Ja natomiast zachodzę w głowę, jak to możliwe, że takie rzeczy od początku do końca komponuje, aranżuje, nadzoruje i nagrywa 23 latek bez profesjonalnego wykształcenia muzycznego. Dlatego też Wilsona uznaje się za geniusza w świecie popu, nie mniejszego niż Lennon i spółka. Taki Bach lat ‘60, który stworzył nowy gatunek muzyczny nazywany barokowym popem (dużo orkiestracji i nagromadzenie wielogłosów). Oczywiście jak to w tamtym czasie bywało, narkotyki też dochodziły w tym geniuszu do głosu i śmiem twierdzić, że doprowadziły do upadku Briana Wilsona na samo dno. Po Pet Sounds przygotowywał się on bowiem do czegoś jeszcze większego, jeszcze bardziej zuchwałego, jeszcze bardziej wybitnego. Projekt „SMiLE” nigdy jednak nie został ukończony, bo nasz bohater popadł w paranoję, obsesję i depresję. Dążenie do perfekcji, niemożność jej uzyskania w takiej formie jaką sobie wyobraził doprowadziło go na skraj życia. Wilson wycofał się z muzyki na wiele lat. Tę historię opowiada film „Love & Mercy” z Johnem Cusackiem. Warto go obejrzeć, by lepiej poznać tę historię i kulisy nagrywania Pet Sounds (choć po samym filmie oczekiwałem o wiele więcej).
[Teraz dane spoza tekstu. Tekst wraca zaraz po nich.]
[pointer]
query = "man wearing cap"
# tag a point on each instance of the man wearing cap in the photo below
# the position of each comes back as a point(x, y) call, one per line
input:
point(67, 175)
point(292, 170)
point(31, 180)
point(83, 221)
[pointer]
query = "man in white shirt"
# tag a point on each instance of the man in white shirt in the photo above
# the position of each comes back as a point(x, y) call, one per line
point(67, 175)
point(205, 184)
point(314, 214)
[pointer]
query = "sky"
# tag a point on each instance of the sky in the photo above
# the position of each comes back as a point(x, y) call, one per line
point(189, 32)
Bo to temat, który jedynie nakreśliłem, a zawiera on jeszcze wiele wątków, które z przyczyn obiektywnych pominąłem.

Najważniejsza jest jednak muzyka. I na niej się skupmy. Odpalmy więc najlepszy popowy album wszechczasów.
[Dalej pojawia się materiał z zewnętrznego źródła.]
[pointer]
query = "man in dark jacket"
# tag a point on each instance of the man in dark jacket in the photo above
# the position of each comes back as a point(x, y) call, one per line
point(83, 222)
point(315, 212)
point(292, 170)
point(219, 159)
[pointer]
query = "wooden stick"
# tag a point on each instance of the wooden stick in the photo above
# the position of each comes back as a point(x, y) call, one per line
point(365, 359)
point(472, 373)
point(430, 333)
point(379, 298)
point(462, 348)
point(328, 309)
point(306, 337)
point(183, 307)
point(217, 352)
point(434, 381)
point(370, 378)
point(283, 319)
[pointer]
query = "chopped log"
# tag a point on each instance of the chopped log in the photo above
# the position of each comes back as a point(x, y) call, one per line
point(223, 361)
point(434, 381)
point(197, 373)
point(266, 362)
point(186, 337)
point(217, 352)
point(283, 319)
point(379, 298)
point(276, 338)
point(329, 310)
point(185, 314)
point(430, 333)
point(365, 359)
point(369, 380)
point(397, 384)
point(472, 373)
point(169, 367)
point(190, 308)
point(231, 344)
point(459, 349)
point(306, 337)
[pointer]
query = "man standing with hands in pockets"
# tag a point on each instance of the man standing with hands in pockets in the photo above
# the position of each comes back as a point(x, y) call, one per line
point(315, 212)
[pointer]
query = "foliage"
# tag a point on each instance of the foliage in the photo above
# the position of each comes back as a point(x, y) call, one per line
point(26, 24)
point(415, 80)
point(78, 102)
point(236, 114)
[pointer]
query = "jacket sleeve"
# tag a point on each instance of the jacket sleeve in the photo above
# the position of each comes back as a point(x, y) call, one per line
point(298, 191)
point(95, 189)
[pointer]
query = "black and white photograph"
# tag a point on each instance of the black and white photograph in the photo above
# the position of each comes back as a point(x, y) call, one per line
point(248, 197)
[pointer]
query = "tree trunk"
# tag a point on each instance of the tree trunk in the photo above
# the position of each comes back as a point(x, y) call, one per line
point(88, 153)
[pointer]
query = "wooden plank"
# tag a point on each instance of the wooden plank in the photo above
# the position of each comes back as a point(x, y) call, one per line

____________________________________________________________________________________________


To najbardziej rozpoznawalny utwór z tej niesamowitej płyty spopularyzowany przez komedię romantyczną z Adamem Sandlerem "50 pierwszych randek". Optymistyczny w odbiorze był jednak jednym z najtrudniejszych do zarejestrowania od strony wokalnej (posłuchajcie). Problemem było wstrzelenie się w odpowiedni rytm, co wciąż nie wychodziło frustrując wszystkich obecnych na sesji. Brian był wciąż niezadowolony. W ogóle harmonie wokalne u Beach Boysów są jednymi z najbardziej skomplikowanych i wyrafinowanych w muzyce rozrywkowej. Przy odsłuchu wydają się naturalne, jednak dopiero na papierze widać trudność w ich zaśpiewaniu. Słyszałem wiele wykonań ich utworów i zupełnie obiektywnie należy przyznać, że mało kto jest w stanie podołać tej wokalnej perfekcji i totalnemu zgraniu głosów. To ewenement na skalę światową. 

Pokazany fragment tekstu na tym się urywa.